И действительно, принц-президент республики, по свидетельству того же Тувенеля, совершенно не отдавал себе отчета о тех последствиях, которые могли произойти от возбужденного вопроса. Во всяком случае он войны тогда не желал и не предвидел той серьезной развязки, которая произошла. Наполеон признался однажды, что он вовсе не был ознакомлен даже с подробностями дела. И если тем не менее, он, ухватившись за забытый трактат 1740 г. и приказал своему уполномоченному в Константинополе начать дело, то единственно из желания расположить в свою пользу папу и сильную во Франции партию клерикалов. Религиозное чувство отнюдь не руководило авантюристом и «Иерусалим не входил в линию его операций».

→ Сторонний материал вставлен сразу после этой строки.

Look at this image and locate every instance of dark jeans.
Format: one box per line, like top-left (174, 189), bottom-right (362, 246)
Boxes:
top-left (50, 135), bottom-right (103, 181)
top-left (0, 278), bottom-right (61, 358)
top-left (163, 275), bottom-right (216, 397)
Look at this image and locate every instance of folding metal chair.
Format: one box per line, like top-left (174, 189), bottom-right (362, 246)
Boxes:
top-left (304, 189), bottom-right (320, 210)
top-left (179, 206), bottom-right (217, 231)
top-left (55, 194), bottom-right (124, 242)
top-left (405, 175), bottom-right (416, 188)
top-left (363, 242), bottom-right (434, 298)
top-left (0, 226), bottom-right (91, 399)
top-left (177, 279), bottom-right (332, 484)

Запад того времени не понимал уже возможности войны из-за веры, «а потому, — писал Кинглэк, — Европа взирала с улыбкой на католическую маску», которая была надета Людовиком Наполеоном.

Наша дипломатия в споре о Св. местах также не усматривала повода к войне, почему граф Нессельроде весьма мало интересовался вопросом. Того же мнения держался и английский министр иностранных дел. «Раздоры из-за одних ключей, — сказал он, — никогда не были бы в состоянии нарушить добрые отношения между дружественными державами»[2].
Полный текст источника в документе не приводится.